It has been holidays and our town is strangely quiet, at least where we live. As everybody moved to the beaches, we preferred to stay or walk in the vicinity. Now that all the presents were delivered, we start to think about goodbyes and new arrivals.
I confess that I feel shocked with poverty and dirty streets when I cross this town by car. There are things really revolting like the selling of big chunks of meat on a busy, filth corner, flies everywhere, people and cars passing by. I must say that I have to turn my face away for the sake of my sensitive stomach.
Yet, in general, over the last years, I developed the capacity to look around with tolerance, kindness and even humor. Who would guess, for instance, how skilful poverty is? It’s enough to see what people do to maintain things working. When I saw some photos of improvised chairs used by security workers, here called guardas, I laughed like a possessed. Even knowing perfectly well the situation is real and common, to see it pictured is almost like a form of art. A statement. A vision. I had to react. The fact that I laughed doesn’t mean I find poverty funny. For sure no. I laughed for the humor, for the pleasure of the photographer who discovered the chairs and took the pictures, and why not say the pleasure of the people enjoying a daily seat obtained with such skilfulness?
Because these extreme unusual situations happen when less expected, I concluded that I should always carry a camera with me. Well, this time of the year it might be wiser to leave it at home.

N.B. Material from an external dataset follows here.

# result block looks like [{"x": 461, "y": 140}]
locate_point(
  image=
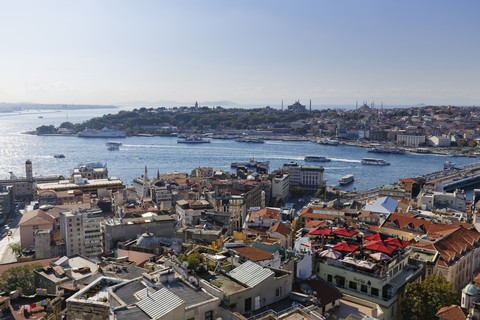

Thanks to factor security I lost a couple of “good” shots such as the “Pink Floyd I”, a public transport mini bus called chapa. Now I can say for sure – without showing it – that there are two Pink Floyd busy chapas crossing this town.
I lost another unforgettable picture of a drunken man at a barraca (street bar), inclined towards a bazooka (2 liter beer bottle), wearing an orange worn out T-shirt with these words on the back: fitness consultant!